Capacity Building Markets: Few and Far Between
CGAP’s new focus note, Facilitating the Market for Capacity Building Services, poses interesting challenges and opportunities to adopt a market development approach for all players in the financial inclusion space. The note, complete with case studies and an operational framework, invites us to ask the questions: why are there so few vibrant capacity building service markets for financial services providers (FSPs)? And why are these “Few” so far ahead of the rest?
Photo Credit: Mohammad Moniruzzaman
My top six answers to these questions –both opportunities and challenges -- have to do with perceptions, behavior and established ways of doing business.
Let's start with what the "few" do right:
1. Commitment to ensuring quality capacity building is engrained in FSP culture. Almost everyone agrees that capacity building services for FSPs are important for promoting dynamic growth to serve poor and low income people in their markets. But, many FSPs are exceptionally committed to ensuring that all staff is up to date on the latest research findings in their market. They provide state of the art training, mentoring, peer learning groups, and in-house induction and professional development. They budget regularly for dedicated professional capacity building services, and hold staff accountable for the FSP’s investment. They are future oriented, and look forward to learning about what the next 5-10 years may bring.
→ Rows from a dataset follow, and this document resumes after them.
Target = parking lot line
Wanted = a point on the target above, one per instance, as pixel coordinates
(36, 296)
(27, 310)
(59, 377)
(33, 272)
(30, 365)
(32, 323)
2. Keeping up with the times, even when times are lean. Besides basic training for staff, FSPs are dedicated to being leaders in their markets and emphasize management and staff training, even in dire times. Several FSPs took the opportunity presented by slower business growth during the financial crisis to invest in staff capacity. They read market signals and emerged from the crisis much more quickly, while others cut capacity building expenditures and continued a spiral down. The bottom line: FSPs understand the value proposition of capacity building and integrate it into their day to day activities. They realize that capacity building is integral to operations in the best of times, and the worst.
3. Capacity Building Service Providers (CBPs) invest in themselves and in lasting FSP relationships. More vibrant markets for capacity building services have developed a variety of professional services that respond to FSP needs. These CBPs position their services to advance the state of the art; they stay informed about new developments and have developed the expertise to design curricula to respond to FSP client needs. They provide tailor-made services, show the value of capacity building and build lasting relationships with the FSPs. They compete with each other on quality and price, and each of them has a reputation in the marketplace.
Shifting to some of the challenges:
4. Capacity Building Providers often offer services they can deliver, not necessarily what FSPs want and value. This leads to a mis-match between supply and demand. Many capacity building providers can provide high quality delivery of a standard curriculum, but when it comes to keeping up with new demand from FSPs their human resources are stretched. Over time, a capacity building service provider must also invest in its own capacity to adapt to evolving FSP capacity building requirements, as well as innovations in the delivery of capacity building services, such as e-learning or other digital tools.
5. A communications and knowledge gap may exist between FSPs and CBPs. Capacity building providers who focus on the provision of non-traditional micro-finance services (such as insurance, mobile money, and technology based services) often do not have the skills and experience to communicate well with FSPs who serve the poor and low-income market. They also may underestimate the investment required to serve low-income people well.
6. Donors often neglect long-term sustainability; the focus is on the event. Direct donor delivery of capacity building, or high subsidies have created expectations that FSP capacity building is a public good. Many capacity building services designed for FSPs receive generous donor funding for start-up without expectations for the capacity building market to become sustainable, let alone vibrant.
In a best case scenario donors analyze the current local market dynamics and develop a vision and a plan to build local capacity building service markets in the future.
Changing perceptions, behavior and traditional ways of doing business may be difficult, but it is possible, as the “Few” have demonstrated. I invite you to post your own list: Why are dynamic markets for capacity building services “few and far between”? And, why are the “few” so far ahead of the rest?